Item 1.01 – Entry into a Material Definitive Agreement.
On March 4, 2024, Sixth Street Lending Partners (the “Company”) entered into a purchase agreement (the “Purchase Agreement”) by and among the Company, Sixth Street Lending Partners Advisers, LLC (the “Adviser”) and BofA Securities, Inc., as representative of the several initial purchasers named in Schedule 1 thereto (the “Initial Purchasers”), in connection with the issuance and sale of $600.0 million aggregate principal amount of the Company’s 6.500% Notes due 2029 (the “Notes”) in a private offering to qualified institutional buyers in accordance with Rule 144A under the Securities Act of 1933, as amended (the “Securities Act”), and to non-U.S. persons in transactions outside the United States in reliance on Regulation S under the Securities Act. The Notes will be issued at 98.937% of their par value with a coupon at 6.500%. Interest on the Notes will be payable semi-annually on March 11 and September 11 of each year commencing on September 11, 2024. The Notes will mature on March 11, 2029. The offering is expected to close, subject to customary closing conditions, on March 11, 2024. The Purchase Agreement contains customary representations, warranties, conditions to closing, indemnification rights and obligations of the parties and termination provisions.
Pursuant to the Purchase Agreement, on or prior to the closing of the offering, the Company will enter into a registration rights agreement with BofA Securities, Inc. with respect to the Notes.
The Company intends to use the net proceeds of the offering of the Notes to pay down a portion of the outstanding indebtedness on the Company’s revolving credit facility and/or its subscription facility.
Certain of the Initial Purchasers and their respective affiliates have engaged in, and may in the future engage in, investment banking, advisory roles and other commercial dealings in the ordinary course of business with the Company or its affiliates. They have received, or may in the future receive, customary fees and commissions for these transactions.

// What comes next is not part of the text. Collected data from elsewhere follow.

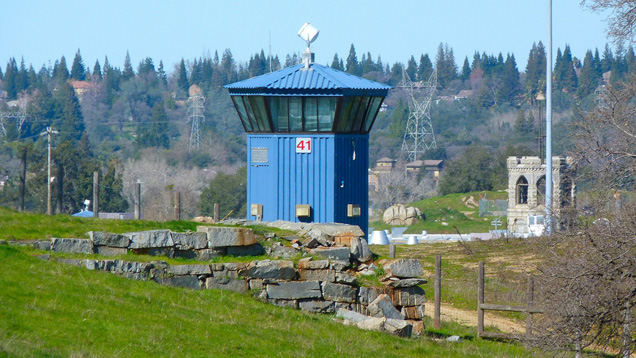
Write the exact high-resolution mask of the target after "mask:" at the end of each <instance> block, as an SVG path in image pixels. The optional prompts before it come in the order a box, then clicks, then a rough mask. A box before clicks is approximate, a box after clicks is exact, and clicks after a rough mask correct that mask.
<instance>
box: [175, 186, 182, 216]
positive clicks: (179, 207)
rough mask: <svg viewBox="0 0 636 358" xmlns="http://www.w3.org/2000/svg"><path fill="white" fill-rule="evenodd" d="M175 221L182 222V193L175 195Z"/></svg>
mask: <svg viewBox="0 0 636 358" xmlns="http://www.w3.org/2000/svg"><path fill="white" fill-rule="evenodd" d="M174 219H175V220H181V192H179V191H178V192H176V193H174Z"/></svg>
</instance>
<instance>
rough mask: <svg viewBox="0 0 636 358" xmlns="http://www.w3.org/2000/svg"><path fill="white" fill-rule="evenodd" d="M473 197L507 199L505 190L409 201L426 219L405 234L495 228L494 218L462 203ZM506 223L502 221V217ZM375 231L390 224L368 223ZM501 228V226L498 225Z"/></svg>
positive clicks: (423, 220) (486, 191)
mask: <svg viewBox="0 0 636 358" xmlns="http://www.w3.org/2000/svg"><path fill="white" fill-rule="evenodd" d="M471 196H472V197H473V198H475V200H476V201H477V202H479V199H481V198H483V197H484V196H485V197H486V198H488V199H489V200H496V199H508V193H506V192H505V191H481V192H472V193H465V194H449V195H445V196H441V197H434V198H430V199H425V200H421V201H416V202H414V203H410V204H409V206H415V207H418V208H420V209H422V212H423V213H424V215H426V220H420V221H419V222H418V223H416V224H414V225H411V226H409V228H408V230H406V233H407V234H419V233H421V232H422V231H424V230H426V231H428V232H429V233H430V234H456V233H457V231H459V232H460V233H461V234H468V233H471V232H488V231H489V230H492V229H494V227H493V226H492V225H491V224H490V223H491V222H492V221H493V220H494V219H495V218H496V217H494V216H488V217H479V207H477V208H474V207H471V206H467V205H466V204H465V203H464V202H462V198H465V199H468V198H470V197H471ZM502 221H503V222H504V223H505V220H502ZM444 223H445V224H447V225H444ZM370 225H371V226H373V227H374V229H375V230H386V229H389V228H390V226H389V225H387V224H384V223H383V222H382V221H376V222H373V223H370ZM500 228H501V227H500Z"/></svg>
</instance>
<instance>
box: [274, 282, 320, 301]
mask: <svg viewBox="0 0 636 358" xmlns="http://www.w3.org/2000/svg"><path fill="white" fill-rule="evenodd" d="M266 289H267V297H268V298H274V299H286V300H297V299H304V298H322V291H321V289H320V283H319V282H318V281H300V282H299V281H296V282H278V283H269V284H268V285H267V288H266Z"/></svg>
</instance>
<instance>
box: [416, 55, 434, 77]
mask: <svg viewBox="0 0 636 358" xmlns="http://www.w3.org/2000/svg"><path fill="white" fill-rule="evenodd" d="M432 73H433V63H432V62H431V59H430V58H429V57H428V54H425V55H420V64H419V66H418V67H417V79H418V80H420V81H428V79H429V78H430V77H431V74H432Z"/></svg>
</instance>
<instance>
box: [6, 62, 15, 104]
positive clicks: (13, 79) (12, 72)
mask: <svg viewBox="0 0 636 358" xmlns="http://www.w3.org/2000/svg"><path fill="white" fill-rule="evenodd" d="M17 76H18V65H17V64H16V62H15V58H14V57H11V58H10V59H9V62H8V63H7V68H6V71H5V74H4V80H3V87H4V90H5V91H7V99H9V100H12V99H16V98H18V90H17V88H16V77H17Z"/></svg>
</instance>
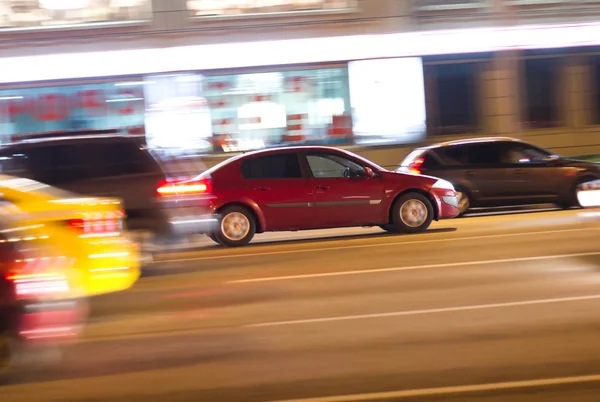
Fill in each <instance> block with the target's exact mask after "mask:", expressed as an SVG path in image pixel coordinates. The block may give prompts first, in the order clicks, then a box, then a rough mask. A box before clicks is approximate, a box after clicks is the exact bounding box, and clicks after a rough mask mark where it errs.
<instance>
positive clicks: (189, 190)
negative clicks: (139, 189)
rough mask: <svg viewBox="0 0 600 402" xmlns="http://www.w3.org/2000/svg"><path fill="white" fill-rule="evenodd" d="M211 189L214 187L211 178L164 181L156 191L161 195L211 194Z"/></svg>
mask: <svg viewBox="0 0 600 402" xmlns="http://www.w3.org/2000/svg"><path fill="white" fill-rule="evenodd" d="M211 191H212V187H211V182H210V180H209V179H200V180H185V181H163V182H162V183H160V185H159V186H158V188H157V189H156V193H157V194H158V195H159V196H161V197H164V196H169V195H198V194H210V192H211Z"/></svg>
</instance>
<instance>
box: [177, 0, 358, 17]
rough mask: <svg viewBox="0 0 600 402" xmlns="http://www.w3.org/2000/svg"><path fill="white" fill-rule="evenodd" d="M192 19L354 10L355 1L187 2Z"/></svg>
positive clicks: (246, 1)
mask: <svg viewBox="0 0 600 402" xmlns="http://www.w3.org/2000/svg"><path fill="white" fill-rule="evenodd" d="M187 6H188V10H190V12H191V14H192V16H194V17H209V16H223V15H248V14H265V13H287V12H294V11H295V12H298V11H328V10H346V9H355V8H357V6H358V1H357V0H188V1H187Z"/></svg>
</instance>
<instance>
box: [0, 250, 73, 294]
mask: <svg viewBox="0 0 600 402" xmlns="http://www.w3.org/2000/svg"><path fill="white" fill-rule="evenodd" d="M67 264H68V262H67V260H66V259H65V258H62V257H41V258H27V259H23V260H15V261H13V262H12V264H11V265H12V269H11V270H10V271H9V272H8V273H7V274H5V279H6V280H7V281H8V282H10V283H12V284H13V286H14V289H15V294H16V296H17V297H18V298H23V297H24V298H27V297H39V296H43V295H59V294H60V295H63V294H67V293H68V292H69V284H68V282H67V278H66V277H65V276H64V275H63V274H62V273H61V270H62V269H64V268H65V266H66V265H67Z"/></svg>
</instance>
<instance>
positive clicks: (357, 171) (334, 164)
mask: <svg viewBox="0 0 600 402" xmlns="http://www.w3.org/2000/svg"><path fill="white" fill-rule="evenodd" d="M306 159H307V161H308V166H309V168H310V170H311V173H312V175H313V177H315V178H342V177H362V176H364V170H365V169H364V166H362V165H359V164H358V163H356V162H354V161H352V160H350V159H347V158H344V157H342V156H339V155H334V154H309V155H307V156H306Z"/></svg>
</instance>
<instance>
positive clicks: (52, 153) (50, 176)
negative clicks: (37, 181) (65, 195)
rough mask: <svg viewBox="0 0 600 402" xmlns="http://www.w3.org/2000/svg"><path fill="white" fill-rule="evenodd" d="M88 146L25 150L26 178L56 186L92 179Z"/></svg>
mask: <svg viewBox="0 0 600 402" xmlns="http://www.w3.org/2000/svg"><path fill="white" fill-rule="evenodd" d="M89 147H90V146H89V144H82V145H75V144H49V145H43V146H39V147H35V148H31V149H28V150H26V151H25V152H24V153H23V154H24V158H25V163H26V164H27V170H28V172H29V174H28V175H27V177H28V178H30V179H34V180H37V181H39V182H42V183H45V184H49V185H51V186H52V185H58V184H62V183H69V182H73V181H79V180H87V179H90V178H91V177H92V169H91V160H90V155H93V152H94V150H92V149H90V148H89Z"/></svg>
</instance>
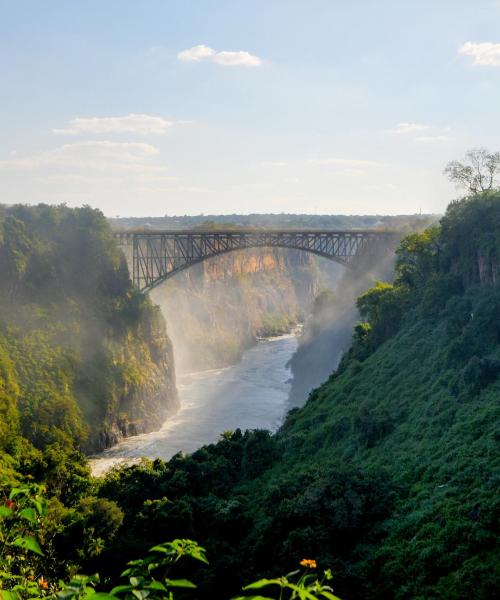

The information included in Item 1.01 of this Current Report on Form 8-K is neither an offer to sell nor a solicitation of an offer to buy any securities of the Company or its subsidiaries.
The foregoing description of the Purchase Agreement does not purport to be complete and is qualified in its entirety by reference to the full text of the Purchase Agreement, filed as Exhibit 10.1 hereto and incorporated herein by reference.